Op het gebied van citymarketing moest Groningen zich aanpassen aan de coronacrisis. Dat deed het op eenzelfde manier als Utrecht. Initiatieven als Uit- en Thuistips en Vier de Groningse Zomer laten zich goed vergelijken met Utrecht Verbindt en Vakantie in ons Stadsie. In Groningen lag de focus echter nog meer op de onontdekte plekken.
‘We verleiden de mensen met onze content om ook naar andere plekken in de stad te gaan, zoals de parken of het Suikerunieterrein. Die laatste is echt een rauwe, onontdekte plek’, doet Sandra Lambers, persvoorlichter van Marketing Groningen, haar verhaal. ‘Als het te druk was, benoemden we geen locaties en deelden we wandelroutes op onze mediakanalen. Het spreiden focuste zich niet zo zeer op tijdstippen. We zullen nooit zeggen tegen mensen dat ze niet moeten komen, maar bieden alternatieven aan.’
De focus lag binnen de stad op de bewoners, en nu even minder op bezoekers, bedrijven en congressen. ‘Daar begonnen we voor corona eigenlijk al mee. Het is een binnen-buitenprincipe. Als de Groningers zelf blij zijn met hun stad, activeren we hun trots. Zij verspreiden dat dan weer naar buiten. Corona versnelde dat proces alleen maar.’
Toch ligt er ook nog een focus op bezoekers in de rest van Nederland, alleen nu even niet. ‘Reisbewegingen gaan we niet stimuleren, aldus Lambers. ‘Maar we proberen onze landelijke zichtbaarheid wel hoog te houden op social media en in verschillende bladen, om te laten zien wat hier is. Dat moet de mensen inspireren.’
De hertekende wintercampagne vult de landelijke zichtbaarheid goed aan. Deze wintercampagne focust zich op de Rolling Stones-tentoonstelling in het Groninger Museum. Aanvankelijk was het de bedoeling om bezoekers van deze tentoonstelling in de stad vast te houden, maar dat kan nu niet. ‘Met kaartjes over de tentoonstelling kunnen we de stad alsnog verspreiden.’
‘Basis is de eigen inwoner’
De steden Utrecht en Groningen kijken door de coronacrisis, noodgedwongen, veel meer naar eigen bewoners. Marco van Hoek van het Citymarketing Collectief, een netwerkorganisatie binnen citymarketing, noemt het een goede zaak. ‘Zeker ten tijde van corona is de doelgroep je eigen inwoner. Citymarketing wordt vaak gekoppeld aan het trekken van mensen buiten de stad. Je probeert nieuwe mensen te werven, maar de basis daarvan is nog altijd je eigen inwoner. Het is een misvatting dat bewoners toch wel in je eigen stad geld uitgeven.’

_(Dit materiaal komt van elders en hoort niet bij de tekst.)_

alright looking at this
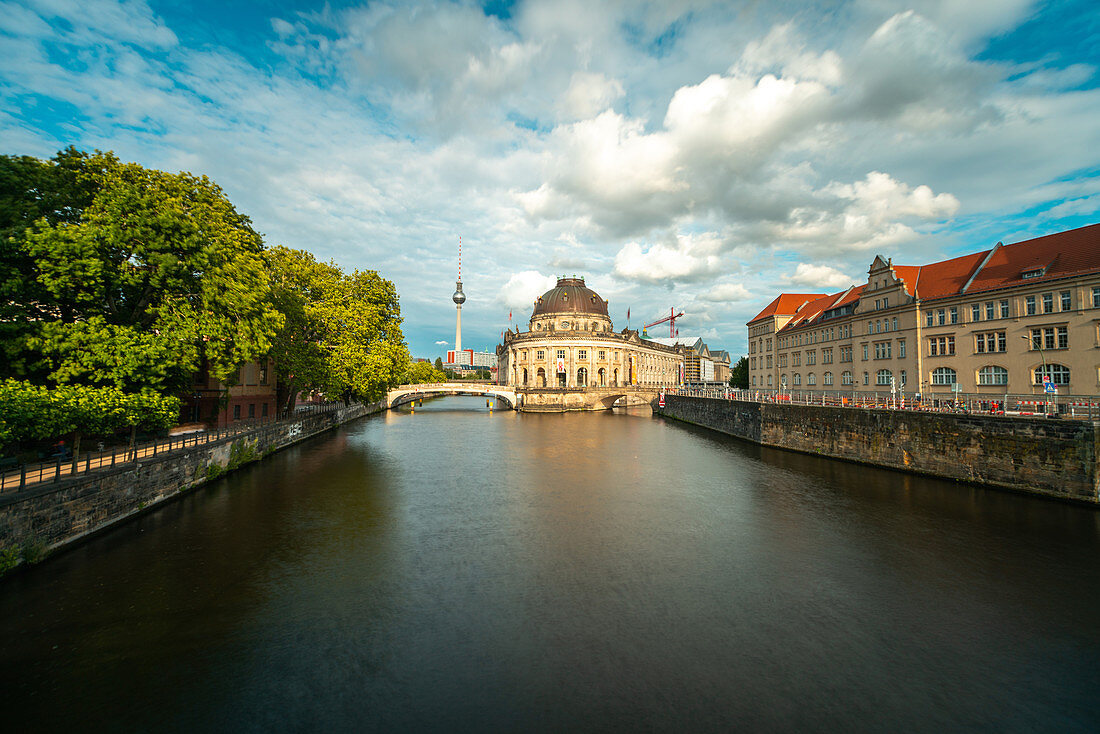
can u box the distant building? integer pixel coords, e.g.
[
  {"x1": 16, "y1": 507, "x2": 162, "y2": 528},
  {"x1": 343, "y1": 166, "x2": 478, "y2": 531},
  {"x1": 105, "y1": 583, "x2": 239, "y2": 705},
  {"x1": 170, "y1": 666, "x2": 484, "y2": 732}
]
[
  {"x1": 646, "y1": 336, "x2": 729, "y2": 385},
  {"x1": 747, "y1": 223, "x2": 1100, "y2": 398},
  {"x1": 181, "y1": 357, "x2": 277, "y2": 427}
]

‘De meeste acties focussen zich nu op lokale verkoop’, gaat Van Hoek verder. ‘Het is goede marketing door te focussen op wat wél kan in plaats van wat niet kan. De maatregelen geven niet veel andere keus, maar ik vind dat wel goede initiatieven. De Vakantie in ons Stadsie-campagne kun je ook nog na corona goed gebruiken voor bezoekers van buitenaf.’
‘Dat Groningen de trots van bewoners wil activeren, vind ik een slimme tactiek. De trots gebruiken ze niet als doel, maar als middel om een goed imago van je stad te verspreiden. Goede marketing. Marketing is tegenwoordig niet meer reclame in bushokjes, maar mond op mond. Als je beste vrienden iets aanraden, dan reageer je daar eerder op.’
Over het doel van Ameland en Groningen om te inspireren, is Van Hoek minder enthousiast. ‘Op zich is dat wel prima, maar ik houd van een gerichtere strategie. Inspireren om te inspireren is hartstikke leuk, maar het heeft geen zin om te doen als mensen er niet direct iets mee kunnen. Als je mensen voor over drie tot zes maanden inspireert, vergeten ze dat snel weer.’
‘Neem bijvoorbeeld de wintersportgebieden. Inspireren heeft voor hen geen nut, omdat mensen toch niet op wintersport kunnen. Zij onderhouden nu het klantenbestand, zodat ze kunnen inspireren als het wél weer kan. Zo kun je hun gedrag veranderen. Dat is marketing.’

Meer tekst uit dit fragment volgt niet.